「デビュー」 今野 敏

19歳、童顔アイドル・高梨美和子はデビューすぐさまトップの座へ。
その実彼女は、カルフォルニア大を卒業、理論物理学と哲学の修士号をもつ天才だった。
虚栄にまみれた芸能界で、持ち前の頭脳と正義感をもって芸能界のワルどもを一掃する。

今野さんといえば、シリーズ物のミステリー作家という印象がありますが、初読みでした。
昼はアイドル、夜は天才少女なんていうおもしろい設定で思わず手に取りましたが、芸能界を舞台にした7つの短編小説でどれも気軽に楽しく読めました。

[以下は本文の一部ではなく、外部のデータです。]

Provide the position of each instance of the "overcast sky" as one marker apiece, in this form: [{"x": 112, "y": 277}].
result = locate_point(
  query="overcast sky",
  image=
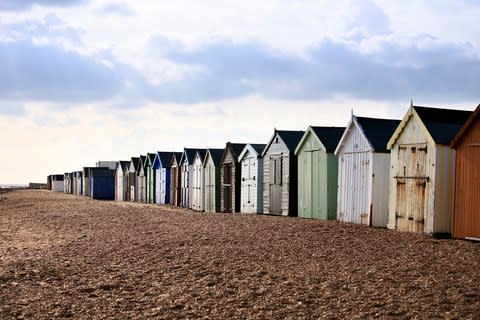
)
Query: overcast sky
[{"x": 82, "y": 81}]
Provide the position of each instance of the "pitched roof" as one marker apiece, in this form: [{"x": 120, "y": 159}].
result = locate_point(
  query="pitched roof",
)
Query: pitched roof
[
  {"x": 190, "y": 153},
  {"x": 442, "y": 124},
  {"x": 329, "y": 136},
  {"x": 236, "y": 148},
  {"x": 135, "y": 161},
  {"x": 216, "y": 155},
  {"x": 141, "y": 161},
  {"x": 378, "y": 131},
  {"x": 177, "y": 156},
  {"x": 165, "y": 158},
  {"x": 150, "y": 158},
  {"x": 291, "y": 138},
  {"x": 124, "y": 165},
  {"x": 258, "y": 147},
  {"x": 201, "y": 153},
  {"x": 465, "y": 127}
]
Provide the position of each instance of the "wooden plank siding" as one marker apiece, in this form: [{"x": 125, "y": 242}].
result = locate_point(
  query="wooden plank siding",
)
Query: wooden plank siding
[
  {"x": 422, "y": 170},
  {"x": 280, "y": 176},
  {"x": 251, "y": 163},
  {"x": 175, "y": 180},
  {"x": 466, "y": 216},
  {"x": 213, "y": 183},
  {"x": 229, "y": 177}
]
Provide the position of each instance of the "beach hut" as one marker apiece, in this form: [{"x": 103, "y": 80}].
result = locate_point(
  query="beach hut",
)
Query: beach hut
[
  {"x": 141, "y": 185},
  {"x": 86, "y": 181},
  {"x": 77, "y": 183},
  {"x": 162, "y": 171},
  {"x": 211, "y": 167},
  {"x": 317, "y": 172},
  {"x": 150, "y": 178},
  {"x": 66, "y": 183},
  {"x": 121, "y": 180},
  {"x": 230, "y": 177},
  {"x": 363, "y": 171},
  {"x": 132, "y": 179},
  {"x": 280, "y": 173},
  {"x": 102, "y": 183},
  {"x": 466, "y": 214},
  {"x": 49, "y": 182},
  {"x": 198, "y": 186},
  {"x": 175, "y": 179},
  {"x": 422, "y": 169},
  {"x": 251, "y": 177},
  {"x": 186, "y": 176},
  {"x": 106, "y": 164},
  {"x": 57, "y": 183}
]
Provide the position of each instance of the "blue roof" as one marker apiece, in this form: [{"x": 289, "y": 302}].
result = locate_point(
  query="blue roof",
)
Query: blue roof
[{"x": 378, "y": 131}]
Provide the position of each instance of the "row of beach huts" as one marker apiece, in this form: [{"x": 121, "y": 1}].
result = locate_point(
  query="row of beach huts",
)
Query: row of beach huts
[{"x": 419, "y": 174}]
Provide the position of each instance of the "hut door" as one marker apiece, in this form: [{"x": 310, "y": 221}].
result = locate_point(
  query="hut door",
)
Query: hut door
[
  {"x": 275, "y": 185},
  {"x": 411, "y": 188},
  {"x": 132, "y": 185},
  {"x": 208, "y": 188},
  {"x": 160, "y": 186},
  {"x": 184, "y": 186},
  {"x": 227, "y": 187}
]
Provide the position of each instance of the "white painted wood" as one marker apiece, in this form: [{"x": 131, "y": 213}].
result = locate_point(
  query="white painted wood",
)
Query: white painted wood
[
  {"x": 159, "y": 185},
  {"x": 197, "y": 185},
  {"x": 363, "y": 177},
  {"x": 251, "y": 197},
  {"x": 119, "y": 191}
]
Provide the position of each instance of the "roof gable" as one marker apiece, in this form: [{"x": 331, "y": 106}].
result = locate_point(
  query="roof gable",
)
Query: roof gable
[
  {"x": 289, "y": 138},
  {"x": 234, "y": 148},
  {"x": 163, "y": 159},
  {"x": 150, "y": 159},
  {"x": 466, "y": 127},
  {"x": 175, "y": 161},
  {"x": 255, "y": 149},
  {"x": 440, "y": 125},
  {"x": 215, "y": 155},
  {"x": 328, "y": 137},
  {"x": 141, "y": 162},
  {"x": 189, "y": 155},
  {"x": 133, "y": 164},
  {"x": 375, "y": 131}
]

ミステリーとハードボイルドをちょっと合わせたような作風で、少し大人な、だけどどこか純粋な一面も残していて、せっかくの素敵な登場人物をもっと深く掘り下げてほしい、という気持ちと、これくらい軽く読める読み心地で十分だという気持ちとが入り混じってます。

虚栄まみれの芸能界だからこそ、アイドルの純粋さや正義感が光りますね。私だったら怖い思いをするのは絶対嫌、と思ってしまう。
それから、作中に登場するバー『ゼータ』もいいですね。馴染みの人がいて居心地がいいバーがある大人とか、ちょっと憧れます。